يَٰٓأَيُّهَا ٱلنَّاسُ إِنَّا خَلَقۡنَٰكُم مِّن ذَكَرٖ وَأُنثَىٰ وَجَعَلۡنَٰكُمۡ شُعُوبٗا وَقَبَآئِلَ لِتَعَارَفُوٓاْۚ إِنَّ أَكۡرَمَكُمۡ عِندَ ٱللَّهِ أَتۡقَىٰكُمۡۚ إِنَّ ٱللَّهَ عَلِيمٌ خَبِيرٞ ١٣
Ey insanlar, biz sizi bir erkek ve bir kadından yarattık ve birbirinizi tanımanız için sizi milletlere ve kabilelere ayırdık. Allah yanında en üstün olanınız Allah'tan en çok korkanınızdır. Allah bilendir, haber alandır.
۞ قَالَتِ ٱلۡأَعۡرَابُ ءَامَنَّاۖ قُل لَّمۡ تُؤۡمِنُواْ وَلَٰكِن قُولُوٓاْ أَسۡلَمۡنَا وَلَمَّا يَدۡخُلِ ٱلۡإِيمَٰنُ فِي قُلُوبِكُمۡۖ وَإِن تُطِيعُواْ ٱللَّهَ وَرَسُولَهُۥ لَا يَلِتۡكُم مِّنۡ أَعۡمَٰلِكُمۡ شَيۡـًٔاۚ إِنَّ ٱللَّهَ غَفُورٞ رَّحِيمٌ ١٤
Ey Muhammed! Bedeviler: «İnandık» dediler, de ki: «İnanmadık fakat İslam olduk deyin; inanç henüz gönüllerinize yerleşmedi; eğer Allah'a ve Peygamberine itaat ederseniz yaptıklarınızdan birşey eksilmez; doğrusu Allah, bağışlar, merhamet eder.»
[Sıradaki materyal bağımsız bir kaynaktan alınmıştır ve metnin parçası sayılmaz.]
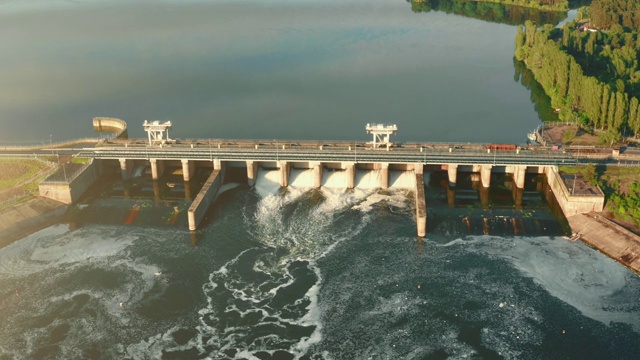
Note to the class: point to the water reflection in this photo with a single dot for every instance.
(296, 70)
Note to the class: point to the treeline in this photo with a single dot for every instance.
(606, 13)
(556, 5)
(490, 11)
(611, 57)
(594, 103)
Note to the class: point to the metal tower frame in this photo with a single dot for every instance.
(155, 129)
(381, 134)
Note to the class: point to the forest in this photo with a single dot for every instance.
(591, 75)
(556, 5)
(490, 11)
(606, 13)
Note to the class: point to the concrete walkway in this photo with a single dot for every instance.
(610, 238)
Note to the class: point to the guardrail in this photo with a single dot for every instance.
(68, 177)
(51, 145)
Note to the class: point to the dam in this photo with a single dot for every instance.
(379, 162)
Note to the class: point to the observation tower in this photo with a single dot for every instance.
(381, 134)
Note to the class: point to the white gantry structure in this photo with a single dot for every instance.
(155, 130)
(381, 133)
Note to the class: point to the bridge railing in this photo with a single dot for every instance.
(48, 145)
(69, 177)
إِنَّمَا ٱلۡمُؤۡمِنُونَ ٱلَّذِينَ ءَامَنُواْ بِٱللَّهِ وَرَسُولِهِۦ ثُمَّ لَمۡ يَرۡتَابُواْ وَجَٰهَدُواْ بِأَمۡوَٰلِهِمۡ وَأَنفُسِهِمۡ فِي سَبِيلِ ٱللَّهِۚ أُوْلَٰٓئِكَ هُمُ ٱلصَّٰدِقُونَ ١٥
Gerçek mü'minler ancak Allah'a ve Resulüne iman eden, ondan sonra asla şüpheye düşmeyen, Allah yolunda mallarıyla canlarıyla savaşanlardır. İşte iman sözlerinde doğru olanlar onlardır.
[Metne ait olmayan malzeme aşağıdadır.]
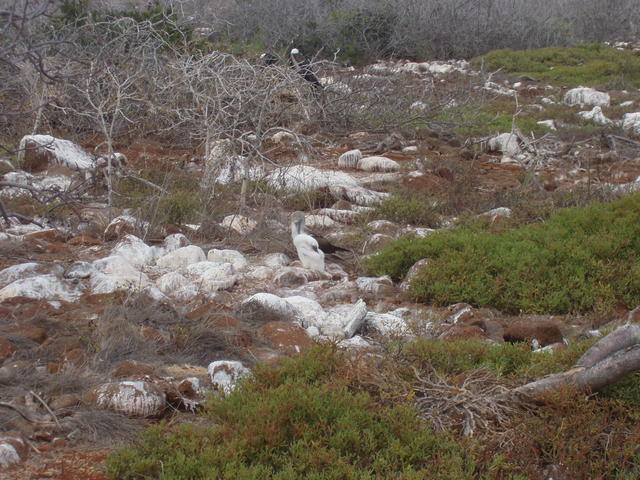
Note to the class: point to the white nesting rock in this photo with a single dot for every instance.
(225, 374)
(177, 286)
(175, 241)
(134, 250)
(275, 260)
(596, 116)
(181, 257)
(301, 178)
(350, 159)
(13, 450)
(41, 287)
(631, 121)
(115, 273)
(211, 276)
(132, 398)
(262, 308)
(239, 223)
(62, 152)
(506, 143)
(342, 321)
(16, 272)
(320, 221)
(233, 257)
(586, 96)
(387, 324)
(312, 312)
(378, 164)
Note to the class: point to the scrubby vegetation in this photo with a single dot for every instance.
(579, 260)
(323, 416)
(590, 64)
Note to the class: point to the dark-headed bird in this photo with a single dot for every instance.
(303, 67)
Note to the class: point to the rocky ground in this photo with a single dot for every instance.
(108, 322)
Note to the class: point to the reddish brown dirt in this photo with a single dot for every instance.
(67, 464)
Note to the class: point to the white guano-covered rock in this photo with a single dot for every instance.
(586, 96)
(134, 250)
(239, 223)
(233, 257)
(177, 286)
(41, 287)
(350, 159)
(596, 116)
(301, 178)
(631, 121)
(54, 150)
(262, 308)
(211, 276)
(131, 398)
(387, 324)
(378, 164)
(13, 450)
(115, 273)
(506, 143)
(16, 272)
(225, 374)
(312, 312)
(182, 257)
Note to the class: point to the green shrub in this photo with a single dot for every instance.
(587, 64)
(579, 260)
(297, 422)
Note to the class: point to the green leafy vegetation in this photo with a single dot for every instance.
(300, 421)
(588, 64)
(579, 260)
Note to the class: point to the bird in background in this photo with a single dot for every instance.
(303, 67)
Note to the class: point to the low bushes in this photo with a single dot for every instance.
(579, 260)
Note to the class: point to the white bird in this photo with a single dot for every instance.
(307, 247)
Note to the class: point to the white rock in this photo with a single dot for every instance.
(79, 270)
(265, 307)
(387, 324)
(586, 96)
(45, 287)
(177, 286)
(175, 241)
(62, 152)
(241, 224)
(374, 285)
(631, 121)
(283, 137)
(596, 116)
(115, 273)
(349, 159)
(550, 124)
(355, 343)
(312, 312)
(233, 257)
(320, 221)
(378, 164)
(225, 374)
(211, 276)
(506, 143)
(301, 178)
(132, 398)
(13, 449)
(15, 272)
(343, 216)
(134, 250)
(275, 260)
(182, 257)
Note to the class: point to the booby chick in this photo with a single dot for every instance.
(307, 247)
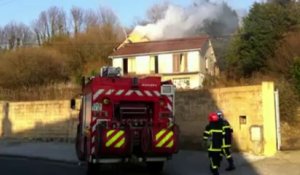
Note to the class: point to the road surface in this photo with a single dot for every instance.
(185, 163)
قُلۡ أَتُعَلِّمُونَ ٱللَّهَ بِدِينِكُمۡ وَٱللَّهُ يَعۡلَمُ مَا فِي ٱلسَّمَٰوَٰتِ وَمَا فِي ٱلۡأَرۡضِۚ وَٱللَّهُ بِكُلِّ شَيۡءٍ عَلِيمٞ ١٦
De ki: «Siz mi Allah'a dininizi öğreteceksiniz? Allah, göklerde ve yerde olanları bilir, Allah, herşeyi bilendir.»
يَمُنُّونَ عَلَيۡكَ أَنۡ أَسۡلَمُواْۖ قُل لَّا تَمُنُّواْ عَلَيَّ إِسۡلَٰمَكُمۖ بَلِ ٱللَّهُ يَمُنُّ عَلَيۡكُمۡ أَنۡ هَدَىٰكُمۡ لِلۡإِيمَٰنِ إِن كُنتُمۡ صَٰدِقِينَ ١٧
Ey Muhammed! Müslüman oldular diye seni minnet altında bırakmak isterler de ki: «Müslüman olmanızı benim başıma kakmayın. Tersine, size imanı nasip ettiği için Allah sizi minnet altında bırakır.»
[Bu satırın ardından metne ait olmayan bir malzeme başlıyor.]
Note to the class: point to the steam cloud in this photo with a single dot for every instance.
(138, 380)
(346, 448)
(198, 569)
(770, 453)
إِنَّ ٱللَّهَ يَعۡلَمُ غَيۡبَ ٱلسَّمَٰوَٰتِ وَٱلۡأَرۡضِۚ وَٱللَّهُ بَصِيرُۢ بِمَا تَعۡمَلُونَ ١٨
Şüphesiz Allah, göklerin ve yerin gizlisini bilir. Allah yaptıklarınızı görmektedir.